И еще они снимали потроха крематория, и рыжие, огненные зевы печей, и маленькие и большие,
И Лени не плакала. Глаза ее были сухи. Что толку плакать? Если ты не угодишь, тебя завтра сунут в эту же печь. Ты только думаешь, что ты свободный художник; на деле ты слуга, и не дай Бог тебе ослушаться, перечить, дерзить. Тебе, именно тебе Фюрер приказал снять фильм об Аушвице, еще называемом Освенцим, а еще Бжезинка, черт бы побрал этих поляков с их непроизносимыми словесами. И ты должна сделать свою работу как можно лучше. Чище. Великолепнее. Ярче. Правдивее. Слышишь, ты, шляпка?!
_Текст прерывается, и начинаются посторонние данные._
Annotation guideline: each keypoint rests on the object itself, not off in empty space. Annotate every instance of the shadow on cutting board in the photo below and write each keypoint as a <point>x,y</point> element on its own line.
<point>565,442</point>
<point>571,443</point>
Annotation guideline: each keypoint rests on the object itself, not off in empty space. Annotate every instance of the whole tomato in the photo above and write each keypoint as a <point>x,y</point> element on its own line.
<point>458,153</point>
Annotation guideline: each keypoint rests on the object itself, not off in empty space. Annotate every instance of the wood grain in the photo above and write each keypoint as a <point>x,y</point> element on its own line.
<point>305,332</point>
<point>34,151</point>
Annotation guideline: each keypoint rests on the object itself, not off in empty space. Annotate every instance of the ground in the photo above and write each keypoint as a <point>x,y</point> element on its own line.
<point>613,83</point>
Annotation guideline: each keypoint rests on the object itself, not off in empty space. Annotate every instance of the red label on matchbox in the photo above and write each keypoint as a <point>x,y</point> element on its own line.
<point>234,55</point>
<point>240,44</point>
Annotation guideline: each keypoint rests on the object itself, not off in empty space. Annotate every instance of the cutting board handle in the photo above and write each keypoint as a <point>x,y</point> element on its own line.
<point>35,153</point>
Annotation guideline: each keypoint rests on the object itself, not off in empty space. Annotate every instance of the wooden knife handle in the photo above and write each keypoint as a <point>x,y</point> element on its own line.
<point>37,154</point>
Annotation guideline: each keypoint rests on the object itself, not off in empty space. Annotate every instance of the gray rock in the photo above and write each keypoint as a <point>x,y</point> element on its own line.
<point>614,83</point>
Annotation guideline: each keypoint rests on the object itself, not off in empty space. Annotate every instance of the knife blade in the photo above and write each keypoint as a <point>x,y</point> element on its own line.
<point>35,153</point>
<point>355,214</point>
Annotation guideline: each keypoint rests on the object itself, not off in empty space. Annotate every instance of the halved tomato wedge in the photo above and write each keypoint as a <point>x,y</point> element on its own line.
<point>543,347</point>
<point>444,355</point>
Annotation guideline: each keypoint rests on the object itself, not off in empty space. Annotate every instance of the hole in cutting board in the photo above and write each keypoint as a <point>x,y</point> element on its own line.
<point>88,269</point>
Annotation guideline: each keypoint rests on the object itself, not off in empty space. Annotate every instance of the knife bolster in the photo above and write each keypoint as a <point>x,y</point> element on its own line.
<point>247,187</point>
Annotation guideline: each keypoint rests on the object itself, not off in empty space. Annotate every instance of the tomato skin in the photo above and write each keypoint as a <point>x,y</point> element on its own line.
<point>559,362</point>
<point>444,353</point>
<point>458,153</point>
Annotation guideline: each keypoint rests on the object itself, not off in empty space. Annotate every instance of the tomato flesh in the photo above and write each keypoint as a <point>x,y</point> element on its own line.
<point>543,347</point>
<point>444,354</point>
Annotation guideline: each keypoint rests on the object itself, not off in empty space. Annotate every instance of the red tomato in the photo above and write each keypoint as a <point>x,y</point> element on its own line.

Для тебя накрывают столы. Для тебя детей кормят мясом и поят молоком. Для тебя широко, во весь рот, как на пляже или в парке, улыбаются несчастные еврейки, прижимая к груди узелки с тряпками, как живых младенцев. Ты знаешь: это обман. Они все притворяются. Они все врут тебе. Но ты-то себе не врешь и не врала никогда.
После съемок Лени Рифеншталь сидела за столом в каморке Терезы Дейм, положив руки на стол и горячий выпуклый, крутой, как у бычка, лоб на руки опустив. Тереза пыталась накормить ее французским луковым супом. Тарелка дымилась. Алюминий ложки смешно отсвечивал благородным фамильным серебром. Лени сидела недвижно. Шляпка лежала рядом, на столе. Терезе казалось - Лени не дышала, так нежно, неслышно втекал воздух в ее легкие и вытекал из них вон.
[советские войска входят в аушвиц марыся]
Солдаты стояли и молча глядели на белокурую женщину. Она ползала у них в ногах.
На животе -- ползала.
Она думала: вот она смерть, и надо вымолить у этих каменных людей хоть кроху жизни, еще кроху.
– Мили! Да-ро-ги! Просить! Просить! Я проси! То ест мой сын! Мио! Мой! Мой!
Била себя кулаком в грудь.
Лео качался на толстых ножках. Сосал палец. Огромными ледяными глазами глядел на страшных, громадных существ со стальными блестящими лбами и железными палками в руках.
Я стояла в дверях. Я не падала на колени и не ползала по полу, как хозяйка. Не отрывая глаз от солдат, я медленно, медленно подняла руки.
Рослый солдат гляделся в мои ладошки, как в зеркала. В осколки зеркал.
Другой солдат, тот, что за его спиной стоял, сказал:
– Гляди, Паша, как умоляет. Просит! А карапуз какой! Толстенький! Откормили.
Солдат брезгливо сплюнул. Сдвинул каску. Лоб его потел, я поняла.
У всех автоматы наперевес. Они глядят, а женщина ползает у их ног. Целует грязные сапоги.
Мне хотелось крикнуть хозяйке: бросьте, встаньте! Вам все равно смерть!
Передо мной стояли, на меня щурились из-под касок русские солдаты.
Они нас освободили? Это правда?
Никто нас не освобождал. Нас давно уничтожили. Мы мертвые давно.
И лагеря смерти Аушвиц больше нет.
Если несколько бараков. В них лежат умирающие. Есть комендатура. Там сидят и дрожат начальники. Майор Франц Краузе и капитан Франц Хосслер. Хозяйка сказала: им дан приказ всех убить. Но они смогли расстрелять в Аушвице только двести человек. Только двести.